Cardiac-on-a-chip with microvascular plexus for drug testing and disease modeling

The advances in human stem cell technology and biofabrication techniques have generated a synergetic influence to accelerate research in the field of heart-on-a-chip. Functional cardiac tissues with microvascular plexus remain a challenge due to the highly condensed and organized tissue architecture and the complex multi-cell interactions. in the heart, fibroblasts, endothelial cells, and circulating and resident macrophages (Mac) play an important role in matrix deposition, vascularization, and paracrine signaling. Cardiac resident macrophages, which originate from the yolk sac, facilitate cardiac repair post-MI, and improve electrical conduction, angiogenesis, and CM, proliferation. Thus, the incorporation of Macs into engineered cardiac tissue is critical to achieving an adult-like, functional tissue.

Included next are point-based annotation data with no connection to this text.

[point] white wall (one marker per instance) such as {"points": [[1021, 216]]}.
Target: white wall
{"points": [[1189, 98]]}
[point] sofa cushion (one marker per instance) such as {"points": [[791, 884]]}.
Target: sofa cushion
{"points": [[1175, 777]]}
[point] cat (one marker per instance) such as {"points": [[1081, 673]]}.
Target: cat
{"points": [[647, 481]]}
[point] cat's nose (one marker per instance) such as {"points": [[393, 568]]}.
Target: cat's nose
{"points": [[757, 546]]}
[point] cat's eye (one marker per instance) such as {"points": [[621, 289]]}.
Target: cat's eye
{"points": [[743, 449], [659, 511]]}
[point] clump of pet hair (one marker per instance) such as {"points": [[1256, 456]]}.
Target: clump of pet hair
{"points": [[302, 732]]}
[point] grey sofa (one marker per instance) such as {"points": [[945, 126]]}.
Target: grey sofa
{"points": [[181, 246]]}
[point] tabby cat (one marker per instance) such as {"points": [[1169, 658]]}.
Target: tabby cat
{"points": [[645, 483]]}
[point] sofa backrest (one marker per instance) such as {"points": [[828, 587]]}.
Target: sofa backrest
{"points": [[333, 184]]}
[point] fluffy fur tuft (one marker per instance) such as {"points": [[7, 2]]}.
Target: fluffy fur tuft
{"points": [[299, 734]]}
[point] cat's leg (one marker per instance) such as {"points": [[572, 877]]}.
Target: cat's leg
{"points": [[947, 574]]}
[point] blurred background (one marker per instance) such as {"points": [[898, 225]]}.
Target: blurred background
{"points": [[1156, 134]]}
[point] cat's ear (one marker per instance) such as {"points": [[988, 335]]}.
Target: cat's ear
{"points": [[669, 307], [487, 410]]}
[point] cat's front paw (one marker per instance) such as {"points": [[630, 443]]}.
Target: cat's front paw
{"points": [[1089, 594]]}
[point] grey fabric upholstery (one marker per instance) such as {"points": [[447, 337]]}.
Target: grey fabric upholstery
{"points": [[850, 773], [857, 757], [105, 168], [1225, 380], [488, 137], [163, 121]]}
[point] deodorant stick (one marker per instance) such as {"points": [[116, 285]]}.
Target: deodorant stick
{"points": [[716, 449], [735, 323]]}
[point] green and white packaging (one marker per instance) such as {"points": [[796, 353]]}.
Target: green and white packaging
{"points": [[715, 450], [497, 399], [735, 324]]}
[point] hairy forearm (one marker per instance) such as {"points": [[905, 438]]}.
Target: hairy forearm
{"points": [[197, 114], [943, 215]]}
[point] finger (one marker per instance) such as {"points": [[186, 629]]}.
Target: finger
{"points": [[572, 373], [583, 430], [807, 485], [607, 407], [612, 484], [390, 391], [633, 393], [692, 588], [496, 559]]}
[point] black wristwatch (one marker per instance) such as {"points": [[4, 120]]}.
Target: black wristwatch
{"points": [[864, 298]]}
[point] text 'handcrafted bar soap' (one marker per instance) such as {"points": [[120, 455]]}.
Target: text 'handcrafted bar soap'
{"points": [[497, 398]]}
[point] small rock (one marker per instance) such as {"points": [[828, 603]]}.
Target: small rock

Here, we incorporated four stem-cell-derived cells in two organ-on-chip devices: 1) the Biowire, to evaluate the cardiac function of the vascularized cardiac tissues with and without macrophages. Allowing assessment of contractile dynamics, electrical excitability and Ca2+ transient dynamics. 2) the iflow plate, to evaluate vascular function. Our results show a higher force of contraction and MCR along with enhanced vessel formation when Macs were incorporated into the tissues, demonstrating the importance of adding them into heart-on-a-chip platforms that can serve as a versatile tool for the research community for disease modeling and drug testing.